基于聚类和过采样的循环神经网络在临床试验中缺失数据插补。

Missing data imputation in clinical trials using recurrent neural network facilitated by clustering and oversampling.

机构信息

Institute for Medical Information Processing, Biometry and Epidemiology (IBE), LMU Munich, Munich, Germany.

Alvotech Germany GmbH, Jülich, Germany.

出版信息

Biom J. 2022 Jun;64(5):863-882. doi: 10.1002/bimj.202000393. Epub 2022 Mar 10.

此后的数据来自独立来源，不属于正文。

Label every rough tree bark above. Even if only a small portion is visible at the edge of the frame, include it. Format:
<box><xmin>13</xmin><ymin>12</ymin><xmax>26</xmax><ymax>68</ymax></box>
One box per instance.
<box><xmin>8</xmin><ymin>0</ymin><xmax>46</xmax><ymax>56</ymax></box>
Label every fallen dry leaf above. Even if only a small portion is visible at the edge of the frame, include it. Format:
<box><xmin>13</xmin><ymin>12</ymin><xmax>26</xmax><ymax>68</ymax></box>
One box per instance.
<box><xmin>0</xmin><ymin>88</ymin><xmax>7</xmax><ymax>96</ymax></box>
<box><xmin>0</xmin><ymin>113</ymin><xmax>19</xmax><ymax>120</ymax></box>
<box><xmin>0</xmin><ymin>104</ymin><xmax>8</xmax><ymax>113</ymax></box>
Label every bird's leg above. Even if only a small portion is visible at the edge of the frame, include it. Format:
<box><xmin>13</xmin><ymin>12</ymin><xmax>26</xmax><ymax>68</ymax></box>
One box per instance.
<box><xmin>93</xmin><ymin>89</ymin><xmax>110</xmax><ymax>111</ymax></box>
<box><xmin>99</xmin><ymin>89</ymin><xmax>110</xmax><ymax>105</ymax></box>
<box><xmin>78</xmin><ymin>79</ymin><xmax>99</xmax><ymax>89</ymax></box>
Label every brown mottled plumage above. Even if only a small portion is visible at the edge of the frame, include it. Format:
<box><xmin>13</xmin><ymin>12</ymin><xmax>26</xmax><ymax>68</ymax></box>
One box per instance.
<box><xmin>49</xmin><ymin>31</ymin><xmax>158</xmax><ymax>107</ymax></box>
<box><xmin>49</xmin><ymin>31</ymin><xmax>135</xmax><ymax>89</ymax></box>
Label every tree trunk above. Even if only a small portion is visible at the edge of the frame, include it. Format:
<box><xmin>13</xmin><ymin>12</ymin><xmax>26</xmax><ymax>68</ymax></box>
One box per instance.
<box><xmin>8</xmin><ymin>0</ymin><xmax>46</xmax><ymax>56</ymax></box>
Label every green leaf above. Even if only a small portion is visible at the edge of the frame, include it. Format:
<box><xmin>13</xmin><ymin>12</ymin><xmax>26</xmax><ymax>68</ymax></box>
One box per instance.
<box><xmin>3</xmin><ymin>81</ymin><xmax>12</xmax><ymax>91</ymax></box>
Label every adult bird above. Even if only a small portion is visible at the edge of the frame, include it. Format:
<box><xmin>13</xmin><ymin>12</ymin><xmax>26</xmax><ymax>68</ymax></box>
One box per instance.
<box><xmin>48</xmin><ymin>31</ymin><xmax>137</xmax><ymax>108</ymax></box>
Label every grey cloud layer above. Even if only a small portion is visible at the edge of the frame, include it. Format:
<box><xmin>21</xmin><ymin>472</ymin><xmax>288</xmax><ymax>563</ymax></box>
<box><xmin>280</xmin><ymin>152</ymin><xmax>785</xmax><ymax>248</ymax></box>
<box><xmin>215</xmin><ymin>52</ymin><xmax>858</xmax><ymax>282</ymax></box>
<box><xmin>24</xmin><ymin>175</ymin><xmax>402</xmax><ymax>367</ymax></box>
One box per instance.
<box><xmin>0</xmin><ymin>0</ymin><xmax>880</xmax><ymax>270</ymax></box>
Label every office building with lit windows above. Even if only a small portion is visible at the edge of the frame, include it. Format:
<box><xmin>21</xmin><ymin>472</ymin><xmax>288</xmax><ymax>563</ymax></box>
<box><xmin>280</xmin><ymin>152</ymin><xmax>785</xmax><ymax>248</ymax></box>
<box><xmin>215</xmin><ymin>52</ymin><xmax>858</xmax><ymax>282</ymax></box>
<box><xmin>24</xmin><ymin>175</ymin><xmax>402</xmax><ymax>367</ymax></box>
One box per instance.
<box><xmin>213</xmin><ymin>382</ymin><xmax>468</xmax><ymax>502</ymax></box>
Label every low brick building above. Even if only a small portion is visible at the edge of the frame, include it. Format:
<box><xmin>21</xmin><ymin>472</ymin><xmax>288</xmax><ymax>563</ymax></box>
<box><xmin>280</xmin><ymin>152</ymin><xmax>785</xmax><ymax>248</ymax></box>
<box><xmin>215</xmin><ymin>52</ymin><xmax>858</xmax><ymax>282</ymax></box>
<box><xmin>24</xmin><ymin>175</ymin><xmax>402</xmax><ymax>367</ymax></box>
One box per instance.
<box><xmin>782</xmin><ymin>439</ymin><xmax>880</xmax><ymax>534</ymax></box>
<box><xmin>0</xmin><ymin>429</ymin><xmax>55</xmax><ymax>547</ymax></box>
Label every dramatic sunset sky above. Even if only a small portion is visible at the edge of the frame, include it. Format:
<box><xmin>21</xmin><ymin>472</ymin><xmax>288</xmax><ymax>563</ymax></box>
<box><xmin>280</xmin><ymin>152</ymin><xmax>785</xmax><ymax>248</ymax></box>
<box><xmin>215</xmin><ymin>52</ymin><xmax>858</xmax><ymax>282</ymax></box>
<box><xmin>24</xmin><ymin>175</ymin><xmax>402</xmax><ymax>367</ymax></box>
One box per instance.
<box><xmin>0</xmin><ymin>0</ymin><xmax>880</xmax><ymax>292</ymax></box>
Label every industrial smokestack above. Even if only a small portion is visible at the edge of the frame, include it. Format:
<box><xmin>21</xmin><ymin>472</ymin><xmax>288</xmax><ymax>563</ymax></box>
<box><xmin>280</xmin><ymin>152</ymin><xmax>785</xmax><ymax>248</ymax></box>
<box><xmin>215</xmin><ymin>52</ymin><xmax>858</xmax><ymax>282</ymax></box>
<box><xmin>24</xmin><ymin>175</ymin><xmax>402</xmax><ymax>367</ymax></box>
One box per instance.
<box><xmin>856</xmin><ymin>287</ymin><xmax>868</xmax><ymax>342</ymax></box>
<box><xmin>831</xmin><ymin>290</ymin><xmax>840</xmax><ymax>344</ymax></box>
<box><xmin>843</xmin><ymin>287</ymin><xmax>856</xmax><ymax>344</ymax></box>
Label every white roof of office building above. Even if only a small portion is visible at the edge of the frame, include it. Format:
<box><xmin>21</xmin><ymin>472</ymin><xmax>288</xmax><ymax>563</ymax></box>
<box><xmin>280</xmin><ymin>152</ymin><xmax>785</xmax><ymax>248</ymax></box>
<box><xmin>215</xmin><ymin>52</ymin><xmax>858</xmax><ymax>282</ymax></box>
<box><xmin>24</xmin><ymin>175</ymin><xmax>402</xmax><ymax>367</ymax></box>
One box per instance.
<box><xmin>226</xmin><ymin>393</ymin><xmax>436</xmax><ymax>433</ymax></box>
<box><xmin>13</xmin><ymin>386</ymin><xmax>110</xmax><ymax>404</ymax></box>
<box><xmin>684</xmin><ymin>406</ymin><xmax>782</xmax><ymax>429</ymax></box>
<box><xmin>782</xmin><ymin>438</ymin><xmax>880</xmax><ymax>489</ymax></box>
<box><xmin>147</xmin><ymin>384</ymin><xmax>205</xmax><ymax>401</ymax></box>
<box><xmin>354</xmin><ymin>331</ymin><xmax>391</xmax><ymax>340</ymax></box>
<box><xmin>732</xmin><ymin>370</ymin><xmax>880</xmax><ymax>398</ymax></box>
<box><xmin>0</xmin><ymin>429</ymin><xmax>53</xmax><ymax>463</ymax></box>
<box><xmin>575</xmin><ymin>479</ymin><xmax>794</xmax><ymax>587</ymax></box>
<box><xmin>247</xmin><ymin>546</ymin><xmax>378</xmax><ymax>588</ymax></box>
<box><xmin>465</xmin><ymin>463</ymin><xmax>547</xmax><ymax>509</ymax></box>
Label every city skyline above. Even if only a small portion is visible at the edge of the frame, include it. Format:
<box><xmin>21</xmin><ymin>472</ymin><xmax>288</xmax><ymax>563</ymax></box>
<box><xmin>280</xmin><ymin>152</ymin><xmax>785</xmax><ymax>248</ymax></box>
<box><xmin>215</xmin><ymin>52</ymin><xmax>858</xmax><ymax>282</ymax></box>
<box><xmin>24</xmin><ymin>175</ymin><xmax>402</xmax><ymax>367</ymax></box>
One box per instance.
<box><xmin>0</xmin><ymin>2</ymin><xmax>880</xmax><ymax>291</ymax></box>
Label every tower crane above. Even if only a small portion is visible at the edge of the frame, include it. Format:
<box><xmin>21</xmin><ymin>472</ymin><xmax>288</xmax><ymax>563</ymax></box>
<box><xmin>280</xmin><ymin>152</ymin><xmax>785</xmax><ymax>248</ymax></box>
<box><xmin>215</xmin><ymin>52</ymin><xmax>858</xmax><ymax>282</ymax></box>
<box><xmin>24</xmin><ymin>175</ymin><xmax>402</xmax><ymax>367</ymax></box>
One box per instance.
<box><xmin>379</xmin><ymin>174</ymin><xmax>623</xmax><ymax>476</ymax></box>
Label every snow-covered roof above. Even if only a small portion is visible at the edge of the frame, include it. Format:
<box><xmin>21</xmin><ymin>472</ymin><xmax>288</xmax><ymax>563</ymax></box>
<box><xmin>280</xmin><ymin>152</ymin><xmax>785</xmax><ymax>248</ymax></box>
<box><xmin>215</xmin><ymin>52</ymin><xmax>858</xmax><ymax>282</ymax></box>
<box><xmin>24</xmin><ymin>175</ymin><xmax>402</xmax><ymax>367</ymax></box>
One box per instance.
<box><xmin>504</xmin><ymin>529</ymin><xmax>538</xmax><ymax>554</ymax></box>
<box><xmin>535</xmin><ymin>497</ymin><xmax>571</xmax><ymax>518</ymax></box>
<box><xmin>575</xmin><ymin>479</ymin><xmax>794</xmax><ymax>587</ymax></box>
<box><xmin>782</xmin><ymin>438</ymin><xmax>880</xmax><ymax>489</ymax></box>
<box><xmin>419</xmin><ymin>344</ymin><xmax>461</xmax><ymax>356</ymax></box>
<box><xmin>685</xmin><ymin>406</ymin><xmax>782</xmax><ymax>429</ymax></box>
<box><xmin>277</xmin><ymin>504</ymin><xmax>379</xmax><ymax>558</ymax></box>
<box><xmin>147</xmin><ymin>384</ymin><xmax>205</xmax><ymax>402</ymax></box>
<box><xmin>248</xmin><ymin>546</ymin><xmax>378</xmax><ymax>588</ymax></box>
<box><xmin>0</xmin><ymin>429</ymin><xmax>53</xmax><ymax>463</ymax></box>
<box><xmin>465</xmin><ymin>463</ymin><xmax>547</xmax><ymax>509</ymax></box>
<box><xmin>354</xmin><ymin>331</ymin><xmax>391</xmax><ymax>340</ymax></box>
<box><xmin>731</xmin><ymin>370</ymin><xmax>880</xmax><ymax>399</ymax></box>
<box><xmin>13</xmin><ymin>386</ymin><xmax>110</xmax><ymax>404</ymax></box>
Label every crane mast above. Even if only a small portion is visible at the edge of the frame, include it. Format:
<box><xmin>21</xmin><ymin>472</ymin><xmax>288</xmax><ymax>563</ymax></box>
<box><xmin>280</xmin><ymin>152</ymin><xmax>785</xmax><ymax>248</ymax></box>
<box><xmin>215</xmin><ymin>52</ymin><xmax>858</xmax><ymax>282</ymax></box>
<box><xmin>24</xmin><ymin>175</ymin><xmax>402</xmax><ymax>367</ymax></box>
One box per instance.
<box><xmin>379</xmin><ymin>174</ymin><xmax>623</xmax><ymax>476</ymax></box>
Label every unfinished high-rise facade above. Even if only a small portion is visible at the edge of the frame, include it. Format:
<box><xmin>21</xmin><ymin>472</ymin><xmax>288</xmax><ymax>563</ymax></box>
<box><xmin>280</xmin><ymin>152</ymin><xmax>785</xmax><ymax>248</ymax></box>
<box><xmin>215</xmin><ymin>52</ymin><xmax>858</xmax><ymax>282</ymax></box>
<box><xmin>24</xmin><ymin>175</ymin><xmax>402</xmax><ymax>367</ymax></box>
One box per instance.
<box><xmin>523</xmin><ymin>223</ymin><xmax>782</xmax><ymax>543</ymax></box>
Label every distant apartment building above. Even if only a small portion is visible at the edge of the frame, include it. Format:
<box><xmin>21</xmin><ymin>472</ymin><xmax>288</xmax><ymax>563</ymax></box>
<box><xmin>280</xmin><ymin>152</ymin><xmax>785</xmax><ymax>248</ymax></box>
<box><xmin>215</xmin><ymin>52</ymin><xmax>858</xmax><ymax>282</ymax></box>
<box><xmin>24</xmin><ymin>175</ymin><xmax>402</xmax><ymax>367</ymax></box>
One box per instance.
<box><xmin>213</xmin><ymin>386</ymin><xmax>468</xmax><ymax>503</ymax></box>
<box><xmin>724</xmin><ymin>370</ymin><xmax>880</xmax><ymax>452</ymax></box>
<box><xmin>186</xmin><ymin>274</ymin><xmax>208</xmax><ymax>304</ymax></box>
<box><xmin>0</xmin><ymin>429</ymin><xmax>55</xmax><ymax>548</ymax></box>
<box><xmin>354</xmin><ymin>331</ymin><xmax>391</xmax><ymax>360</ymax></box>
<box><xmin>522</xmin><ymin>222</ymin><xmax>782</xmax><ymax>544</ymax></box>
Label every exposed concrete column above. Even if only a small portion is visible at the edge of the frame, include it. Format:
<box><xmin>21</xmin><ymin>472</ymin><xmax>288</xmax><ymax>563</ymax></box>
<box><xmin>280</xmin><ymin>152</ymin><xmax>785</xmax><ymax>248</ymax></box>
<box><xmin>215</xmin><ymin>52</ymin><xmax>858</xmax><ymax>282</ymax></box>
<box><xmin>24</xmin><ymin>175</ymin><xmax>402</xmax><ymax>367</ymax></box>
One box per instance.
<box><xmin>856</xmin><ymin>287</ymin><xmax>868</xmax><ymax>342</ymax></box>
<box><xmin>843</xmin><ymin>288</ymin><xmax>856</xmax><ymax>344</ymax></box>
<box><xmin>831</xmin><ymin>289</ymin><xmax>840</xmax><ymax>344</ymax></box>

DOI:10.1002/bimj.202000393

PMID:35266565

Abstract

In clinical practice, the composition of missing data may be complex, for example, a mixture of missing at random (MAR) and missing not at random (MNAR) assumptions. Many methods under the assumption of MAR are available. Under the assumption of MNAR, likelihood-based methods require specification of the joint distribution of the data, and the missingness mechanism has been introduced as sensitivity analysis. These classic models heavily rely on the underlying assumption, and, in many realistic scenarios, they can produce unreliable estimates. In this paper, we develop a machine learning based missing data prediction framework with the aim of handling more realistic missing data scenarios. We use an imbalanced learning technique (i.e., oversampling of minority class) to handle the MNAR data. To implement oversampling in longitudinal continuous variable, we first perform clustering via -mean trajectories. And use the recurrent neural network (RNN) to model the longitudinal data. Further, we apply bootstrap aggregating to improve the accuracy of prediction and also to consider the uncertainty of a single prediction. We evaluate the proposed method using simulated data. The prediction result is evaluated at the individual patient level and the overall population level. We demonstrate the powerful predictive capability of RNN for longitudinal data and its flexibility for nonlinear modeling. Overall, the proposed method provides an accurate individual prediction for both MAR and MNAR data and reduce the bias of missing data in treatment effect estimation when compared to standard methods and classic models. Finally, we implement the proposed method in a real dataset from an antidepressant clinical trial. In summary, this paper offers an opportunity to encourage the integration of machine learning strategies for handling of missing data in the analysis of randomized clinical trials.

摘要

在临床实践中，缺失数据的构成可能很复杂，例如，混合了随机缺失（MAR）和非随机缺失（MNAR）假设。许多 MAR 假设下的方法都是可用的。在 MNAR 假设下，基于似然的方法需要指定数据的联合分布，并且已经将缺失机制作为敏感性分析引入。这些经典模型严重依赖于基本假设，并且在许多实际情况下，它们可能会产生不可靠的估计。在本文中，我们开发了一个基于机器学习的缺失数据预测框架，旨在处理更现实的缺失数据场景。我们使用不平衡学习技术（即少数类别的过采样）来处理 MNAR 数据。为了在纵向连续变量中执行过采样，我们首先通过 -mean 轨迹进行聚类。并使用递归神经网络（RNN）来对纵向数据进行建模。此外，我们应用引导聚合来提高预测的准确性，并考虑单个预测的不确定性。我们使用模拟数据评估所提出的方法。预测结果在个体患者水平和总体人群水平上进行评估。我们展示了 RNN 对纵向数据的强大预测能力及其对非线性建模的灵活性。总体而言，与标准方法和经典模型相比，所提出的方法为 MAR 和 MNAR 数据提供了准确的个体预测，并减少了缺失数据对治疗效果估计的偏差。最后，我们在抗抑郁药临床试验的真实数据集上实现了所提出的方法。总之，本文为鼓励将机器学习策略整合到随机临床试验的缺失数据分析中提供了机会。